Ryan Singer’s colorful acrylic paintings combine traditional Navajo images with contemporary imagery. They’re on display in the show “Childhood Mythologies,” which opens at form & concept on March 29.
Now a resident of Albuquerque, Singer spent his childhood both on and off the Navajo reservation. He enjoyed summers with his grandparents, who lived west of Tuba City, Arizona and raised sheep.
“I would gather my toys and take them with me while I herded sheep all day for my grandparents,” recalls Singer, who often depicts his childhood toys in his paintings.
“I had all kinds of toys, like dinosaurs and Godzilla figures.”
Singer also is a fan of Star Wars and Star Trek. Darth Vader is part of his toolbox of images. Singer likes monsters, comic book characters and an array of pop culture archetypes. Many of them find their way into his work.
“When I start a new piece, I have an idea of what I might do,” he says. “I sketch out my initial idea or make a smaller painting as a study so I can get the color and layout down.
“Nothing in my work is exactly as it seems,” he continues. “I put little messages about racism and stereotypes in the paintings and throw in some historical context. My paintings are both subtle and in your face.”
While art has been his lifelong passion, Singer initially thought he would have a long career in forestry. He studied forestry at Northern Arizona University and worked for the U.S. Forest Service for five years.
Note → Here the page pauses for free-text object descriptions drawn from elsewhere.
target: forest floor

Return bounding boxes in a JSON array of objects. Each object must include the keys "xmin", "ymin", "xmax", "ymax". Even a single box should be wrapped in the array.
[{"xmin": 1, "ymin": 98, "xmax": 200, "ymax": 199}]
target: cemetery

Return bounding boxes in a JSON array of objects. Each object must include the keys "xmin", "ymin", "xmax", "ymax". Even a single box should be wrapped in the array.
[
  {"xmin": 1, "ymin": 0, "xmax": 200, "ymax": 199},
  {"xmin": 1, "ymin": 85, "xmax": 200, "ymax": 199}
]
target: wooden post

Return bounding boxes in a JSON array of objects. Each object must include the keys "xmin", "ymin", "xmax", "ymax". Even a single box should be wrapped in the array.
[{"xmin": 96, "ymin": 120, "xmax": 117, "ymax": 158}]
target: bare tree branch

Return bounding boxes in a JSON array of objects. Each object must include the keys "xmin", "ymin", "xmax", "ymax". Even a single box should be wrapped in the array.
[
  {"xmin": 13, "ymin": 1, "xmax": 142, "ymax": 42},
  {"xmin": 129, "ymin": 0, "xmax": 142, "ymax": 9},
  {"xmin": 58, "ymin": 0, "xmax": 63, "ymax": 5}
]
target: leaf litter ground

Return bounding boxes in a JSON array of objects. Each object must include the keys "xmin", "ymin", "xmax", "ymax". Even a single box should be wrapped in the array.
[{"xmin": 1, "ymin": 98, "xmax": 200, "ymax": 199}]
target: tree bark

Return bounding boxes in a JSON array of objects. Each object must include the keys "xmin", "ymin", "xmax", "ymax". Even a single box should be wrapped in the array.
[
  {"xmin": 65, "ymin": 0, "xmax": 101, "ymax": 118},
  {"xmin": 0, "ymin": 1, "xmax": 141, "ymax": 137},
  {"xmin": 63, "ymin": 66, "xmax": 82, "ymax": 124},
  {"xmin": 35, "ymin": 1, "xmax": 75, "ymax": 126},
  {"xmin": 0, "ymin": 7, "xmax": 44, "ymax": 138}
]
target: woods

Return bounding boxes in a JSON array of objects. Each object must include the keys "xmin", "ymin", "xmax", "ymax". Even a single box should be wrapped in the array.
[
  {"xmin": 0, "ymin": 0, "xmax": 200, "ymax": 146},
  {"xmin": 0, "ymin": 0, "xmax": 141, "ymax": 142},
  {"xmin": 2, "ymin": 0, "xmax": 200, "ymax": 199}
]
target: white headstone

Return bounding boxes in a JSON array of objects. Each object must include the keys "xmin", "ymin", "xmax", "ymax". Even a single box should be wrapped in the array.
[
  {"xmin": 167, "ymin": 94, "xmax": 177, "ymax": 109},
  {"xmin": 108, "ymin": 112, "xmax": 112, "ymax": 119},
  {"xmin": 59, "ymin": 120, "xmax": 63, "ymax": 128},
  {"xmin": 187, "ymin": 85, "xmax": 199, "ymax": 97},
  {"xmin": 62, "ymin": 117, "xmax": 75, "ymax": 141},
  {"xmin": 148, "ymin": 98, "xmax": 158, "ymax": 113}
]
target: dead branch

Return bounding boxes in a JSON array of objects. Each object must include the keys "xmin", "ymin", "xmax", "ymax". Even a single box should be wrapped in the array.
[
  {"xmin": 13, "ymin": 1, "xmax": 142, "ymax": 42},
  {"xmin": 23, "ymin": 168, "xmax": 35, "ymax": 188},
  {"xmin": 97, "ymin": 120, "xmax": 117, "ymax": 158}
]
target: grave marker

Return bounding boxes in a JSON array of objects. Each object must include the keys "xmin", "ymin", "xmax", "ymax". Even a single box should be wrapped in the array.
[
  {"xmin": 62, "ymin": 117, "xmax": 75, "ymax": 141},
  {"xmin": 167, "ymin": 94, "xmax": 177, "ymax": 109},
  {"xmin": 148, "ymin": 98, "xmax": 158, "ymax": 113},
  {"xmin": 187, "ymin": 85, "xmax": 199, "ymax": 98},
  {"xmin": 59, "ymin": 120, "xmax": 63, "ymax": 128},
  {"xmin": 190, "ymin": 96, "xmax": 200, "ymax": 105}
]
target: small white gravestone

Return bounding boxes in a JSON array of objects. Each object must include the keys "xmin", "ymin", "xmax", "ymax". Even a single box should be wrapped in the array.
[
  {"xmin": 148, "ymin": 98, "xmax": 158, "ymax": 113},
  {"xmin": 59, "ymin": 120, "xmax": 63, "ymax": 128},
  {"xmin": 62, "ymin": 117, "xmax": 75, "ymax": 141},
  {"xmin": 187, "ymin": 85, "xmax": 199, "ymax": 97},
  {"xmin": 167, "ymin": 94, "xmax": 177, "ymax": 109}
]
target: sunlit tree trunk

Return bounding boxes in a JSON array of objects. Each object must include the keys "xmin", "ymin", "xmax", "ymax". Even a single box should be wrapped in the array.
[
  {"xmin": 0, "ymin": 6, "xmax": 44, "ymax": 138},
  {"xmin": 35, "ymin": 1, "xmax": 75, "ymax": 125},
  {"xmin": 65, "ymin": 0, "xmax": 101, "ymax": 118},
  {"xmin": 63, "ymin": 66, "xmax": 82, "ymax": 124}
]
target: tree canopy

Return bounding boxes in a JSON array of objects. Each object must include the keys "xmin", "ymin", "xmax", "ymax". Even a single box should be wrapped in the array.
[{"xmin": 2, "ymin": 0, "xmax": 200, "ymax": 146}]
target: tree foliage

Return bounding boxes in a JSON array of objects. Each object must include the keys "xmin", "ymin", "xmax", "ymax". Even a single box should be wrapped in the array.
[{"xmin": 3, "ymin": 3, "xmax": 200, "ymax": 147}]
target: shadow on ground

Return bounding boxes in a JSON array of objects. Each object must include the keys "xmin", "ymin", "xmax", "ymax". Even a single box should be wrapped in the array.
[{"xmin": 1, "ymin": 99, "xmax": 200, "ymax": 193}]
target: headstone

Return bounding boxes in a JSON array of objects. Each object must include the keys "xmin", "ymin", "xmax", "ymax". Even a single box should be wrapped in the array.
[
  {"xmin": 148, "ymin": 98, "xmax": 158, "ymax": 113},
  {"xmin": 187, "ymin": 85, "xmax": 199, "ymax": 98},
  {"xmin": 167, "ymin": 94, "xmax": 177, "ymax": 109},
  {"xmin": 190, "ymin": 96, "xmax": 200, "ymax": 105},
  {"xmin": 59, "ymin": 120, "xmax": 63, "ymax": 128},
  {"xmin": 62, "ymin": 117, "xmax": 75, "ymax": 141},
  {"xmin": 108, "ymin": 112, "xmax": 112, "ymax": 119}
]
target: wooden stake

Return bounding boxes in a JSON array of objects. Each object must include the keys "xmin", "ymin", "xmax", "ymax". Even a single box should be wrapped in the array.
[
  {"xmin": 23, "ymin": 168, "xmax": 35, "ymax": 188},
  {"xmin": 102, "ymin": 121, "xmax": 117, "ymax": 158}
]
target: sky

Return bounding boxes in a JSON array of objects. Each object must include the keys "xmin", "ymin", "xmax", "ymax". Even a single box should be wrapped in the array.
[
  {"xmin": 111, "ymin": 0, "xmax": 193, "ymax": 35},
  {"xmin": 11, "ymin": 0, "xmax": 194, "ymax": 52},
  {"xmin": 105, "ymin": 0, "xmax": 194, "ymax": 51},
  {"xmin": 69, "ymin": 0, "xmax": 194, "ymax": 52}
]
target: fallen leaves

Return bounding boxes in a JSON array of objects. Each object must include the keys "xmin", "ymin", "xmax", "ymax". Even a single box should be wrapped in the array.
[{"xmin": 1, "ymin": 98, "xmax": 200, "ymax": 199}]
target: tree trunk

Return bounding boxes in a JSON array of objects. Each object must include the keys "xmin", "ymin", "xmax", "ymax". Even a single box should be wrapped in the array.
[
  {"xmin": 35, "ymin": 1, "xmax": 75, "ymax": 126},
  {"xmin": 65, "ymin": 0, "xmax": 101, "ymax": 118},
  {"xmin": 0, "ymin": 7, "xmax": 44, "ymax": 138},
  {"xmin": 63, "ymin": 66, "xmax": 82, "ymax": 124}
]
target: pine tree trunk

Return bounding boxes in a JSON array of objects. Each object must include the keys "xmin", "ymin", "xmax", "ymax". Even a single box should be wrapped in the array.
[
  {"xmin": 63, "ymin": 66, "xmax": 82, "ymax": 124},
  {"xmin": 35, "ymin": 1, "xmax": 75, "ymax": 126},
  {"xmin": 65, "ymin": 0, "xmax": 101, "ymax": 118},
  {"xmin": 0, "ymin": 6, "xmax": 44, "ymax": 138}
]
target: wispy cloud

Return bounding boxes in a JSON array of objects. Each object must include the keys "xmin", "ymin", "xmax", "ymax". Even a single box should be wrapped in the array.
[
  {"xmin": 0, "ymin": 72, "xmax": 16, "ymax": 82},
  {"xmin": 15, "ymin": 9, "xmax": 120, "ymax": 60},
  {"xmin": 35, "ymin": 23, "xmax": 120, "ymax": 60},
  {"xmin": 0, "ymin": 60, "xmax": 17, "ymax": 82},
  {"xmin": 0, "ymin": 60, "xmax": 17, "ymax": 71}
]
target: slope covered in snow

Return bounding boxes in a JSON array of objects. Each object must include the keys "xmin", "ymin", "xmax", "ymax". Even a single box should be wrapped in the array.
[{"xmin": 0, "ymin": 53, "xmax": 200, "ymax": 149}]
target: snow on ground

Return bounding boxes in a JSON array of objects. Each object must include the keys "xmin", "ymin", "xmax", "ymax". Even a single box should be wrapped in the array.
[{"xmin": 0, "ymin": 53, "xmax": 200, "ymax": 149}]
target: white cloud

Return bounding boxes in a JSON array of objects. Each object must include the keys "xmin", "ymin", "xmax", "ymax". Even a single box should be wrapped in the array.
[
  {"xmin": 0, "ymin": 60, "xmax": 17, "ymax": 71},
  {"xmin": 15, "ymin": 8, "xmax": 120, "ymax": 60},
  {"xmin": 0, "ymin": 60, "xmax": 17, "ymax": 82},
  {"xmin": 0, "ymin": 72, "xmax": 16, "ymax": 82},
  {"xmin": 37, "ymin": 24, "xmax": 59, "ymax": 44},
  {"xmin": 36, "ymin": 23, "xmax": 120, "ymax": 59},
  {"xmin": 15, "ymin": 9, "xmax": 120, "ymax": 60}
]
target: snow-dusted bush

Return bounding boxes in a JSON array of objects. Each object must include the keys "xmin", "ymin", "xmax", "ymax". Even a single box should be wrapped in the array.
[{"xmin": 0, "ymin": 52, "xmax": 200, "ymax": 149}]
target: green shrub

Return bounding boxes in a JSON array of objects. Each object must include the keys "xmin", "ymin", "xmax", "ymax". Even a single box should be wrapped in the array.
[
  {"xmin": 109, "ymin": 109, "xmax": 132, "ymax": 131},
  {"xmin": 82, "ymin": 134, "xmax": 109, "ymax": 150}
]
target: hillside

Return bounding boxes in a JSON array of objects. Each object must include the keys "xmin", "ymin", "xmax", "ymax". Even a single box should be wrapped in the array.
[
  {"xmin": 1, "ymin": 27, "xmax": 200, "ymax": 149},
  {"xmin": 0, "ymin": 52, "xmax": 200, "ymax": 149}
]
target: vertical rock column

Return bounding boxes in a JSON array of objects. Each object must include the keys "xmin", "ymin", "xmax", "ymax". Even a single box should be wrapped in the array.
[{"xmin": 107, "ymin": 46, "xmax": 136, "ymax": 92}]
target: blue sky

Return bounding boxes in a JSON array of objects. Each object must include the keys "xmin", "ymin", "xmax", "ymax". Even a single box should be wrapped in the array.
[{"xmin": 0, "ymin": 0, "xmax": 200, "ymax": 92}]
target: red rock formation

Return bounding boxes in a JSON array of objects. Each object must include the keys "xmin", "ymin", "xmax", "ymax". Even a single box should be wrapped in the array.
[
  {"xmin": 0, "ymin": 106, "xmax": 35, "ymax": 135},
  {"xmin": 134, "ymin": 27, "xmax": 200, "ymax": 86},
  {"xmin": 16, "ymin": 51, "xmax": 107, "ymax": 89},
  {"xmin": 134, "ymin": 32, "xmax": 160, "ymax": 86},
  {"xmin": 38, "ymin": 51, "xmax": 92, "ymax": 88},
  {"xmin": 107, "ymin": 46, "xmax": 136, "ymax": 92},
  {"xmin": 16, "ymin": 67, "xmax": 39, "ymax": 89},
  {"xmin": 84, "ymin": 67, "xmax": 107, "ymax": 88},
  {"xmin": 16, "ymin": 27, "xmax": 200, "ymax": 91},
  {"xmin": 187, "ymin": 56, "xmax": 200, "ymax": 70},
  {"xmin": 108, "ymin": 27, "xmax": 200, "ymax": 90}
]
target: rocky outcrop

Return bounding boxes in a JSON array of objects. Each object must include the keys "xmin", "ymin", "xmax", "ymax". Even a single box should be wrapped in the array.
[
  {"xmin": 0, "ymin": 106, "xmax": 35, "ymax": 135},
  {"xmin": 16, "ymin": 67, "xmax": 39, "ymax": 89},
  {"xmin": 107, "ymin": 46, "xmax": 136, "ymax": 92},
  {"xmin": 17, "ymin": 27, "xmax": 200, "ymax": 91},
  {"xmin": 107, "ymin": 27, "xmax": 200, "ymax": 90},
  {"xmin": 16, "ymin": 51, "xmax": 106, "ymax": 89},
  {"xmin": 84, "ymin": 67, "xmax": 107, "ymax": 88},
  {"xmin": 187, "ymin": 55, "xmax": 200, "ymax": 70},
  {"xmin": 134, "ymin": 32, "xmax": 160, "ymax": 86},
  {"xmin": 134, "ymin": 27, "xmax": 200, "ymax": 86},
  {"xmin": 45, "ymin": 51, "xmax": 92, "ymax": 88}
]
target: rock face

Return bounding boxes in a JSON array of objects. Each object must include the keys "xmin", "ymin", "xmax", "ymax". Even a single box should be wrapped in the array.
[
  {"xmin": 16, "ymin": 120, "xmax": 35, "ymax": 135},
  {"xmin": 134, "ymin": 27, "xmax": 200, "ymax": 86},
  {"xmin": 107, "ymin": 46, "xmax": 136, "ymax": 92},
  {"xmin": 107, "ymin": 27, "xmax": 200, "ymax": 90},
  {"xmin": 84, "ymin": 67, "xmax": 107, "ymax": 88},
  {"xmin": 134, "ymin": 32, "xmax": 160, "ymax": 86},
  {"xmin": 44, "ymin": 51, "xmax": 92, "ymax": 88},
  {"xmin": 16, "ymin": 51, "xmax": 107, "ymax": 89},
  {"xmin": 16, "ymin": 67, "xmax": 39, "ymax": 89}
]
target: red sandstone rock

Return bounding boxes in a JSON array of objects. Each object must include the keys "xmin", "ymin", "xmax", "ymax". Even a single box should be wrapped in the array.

Disillusioned with the bureaucratic red tape he experienced, he decided to go back to school and major in art at Arizona State University.
Singer’s work, which is influenced by punk music and the underground art scene, has gained acceptance and awards through the years. It has been part of shows at the Phoenix’s Heard Museum Indian Market, San Antonio’s Briscoe Western Art Museum and SWAIA’s Santa Fe Indian Market. Singer received an artist fellowship from SWAIA in 2011.
“Although I enjoy seeing people’s reactions to my work, I just focus on what I see in my head and let my paintings work themselves out,” he says.